Situated on a sloping site overlooking Lake Pupukemoana (Pupuke), ‘Soapbox’, was designed by all-women team Olivia Collinson, Vanessa Coxhead, Stephanie Darlington, Prue Fea, Jayne Kersten, and Madeleine Racz, in collaboration with Jasmax.
The sculpture, composed of steel and deeply pigmented glass reinforced concrete, depicts a large raised dais or speaking platform. The refined nature of the sculpture’s form, and its intricate patterning and textured surfaces, are a reinterpretation of the traditional ‘soapboxes’ used by suffragettes in the 1800s to spread messages about the vote for women. At approximately four metres long and up to three metres wide, ‘Soapbox’ is designed to be both interactive and contemplative; to be observed, stood on or sat upon by the public.
Inspiration for its design was drawn from a quote by suffragette Kate Sheppard: ‘Because women are endowed with a more constant solicitude for the welfare of the rising generations, thus giving them a more far-reaching concern for something beyond the present moment’. (Ten reasons why the women of New Zealand should vote, 1888)
Senior Architect, Prue Fea, says: “Our design pays homage to Kate Sheppard’s persuasive speaking skills and reflects our gratitude to the women who have paved the way for women like us to live self-determined lives. By creating a raised platform to view the lake, we want people to feel empowered and to take a long view of history, one that encompasses the past and future generations. We believe that the voices of women and indigenous people are critical in shaping the future of a sustainable world.”
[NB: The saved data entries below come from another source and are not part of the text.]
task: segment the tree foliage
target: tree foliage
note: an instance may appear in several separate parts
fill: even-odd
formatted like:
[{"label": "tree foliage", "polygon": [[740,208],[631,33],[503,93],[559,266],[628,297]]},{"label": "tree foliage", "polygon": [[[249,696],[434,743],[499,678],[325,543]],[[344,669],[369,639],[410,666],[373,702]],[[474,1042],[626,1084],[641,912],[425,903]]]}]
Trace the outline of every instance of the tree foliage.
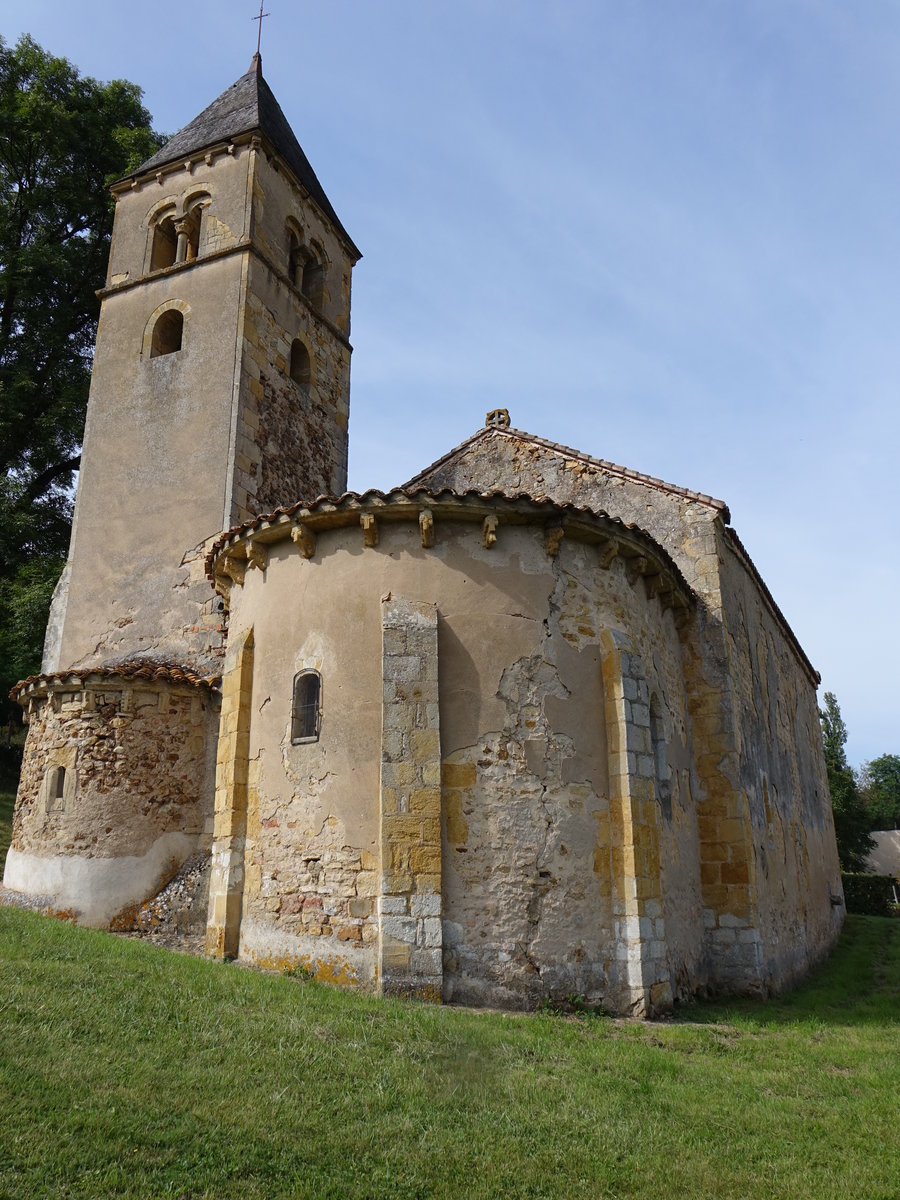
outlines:
[{"label": "tree foliage", "polygon": [[865,763],[860,791],[870,829],[900,829],[900,755]]},{"label": "tree foliage", "polygon": [[[109,254],[109,184],[160,139],[132,83],[0,39],[0,687],[40,661]],[[42,597],[42,599],[39,599]],[[11,678],[10,678],[11,676]]]},{"label": "tree foliage", "polygon": [[859,794],[856,776],[847,762],[844,746],[847,726],[834,692],[825,693],[825,707],[819,709],[828,790],[834,812],[838,858],[842,871],[865,871],[866,858],[875,843],[869,836],[869,819]]}]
The dynamic form of ‘Soapbox’, which cost $55,000 to design and fabricate, was designed to emerge from the sloping site at Killarney Park, as if growing up and out to create a solid foundation to ‘empower whoever chooses to journey to its edge’.
Architect Stephanie Darlington explains: “Rather than an impromptu act on a makeshift platform, this evolution references the considered and articulate public speeches of the suffragettes in favour of the women’s vote. The nearby Pumphouse Theatre has established the park as a place for boldness and creative expression. This is continued in the possibility that ‘Soapbox’ presents as a place for rhetoric.”
The deep colour of the sculpture is a nod to the heritage of the volcanic land surrounding Lake Pupuke, and also references ideas behind the soapbox as a platform of strength, expression and empowerment.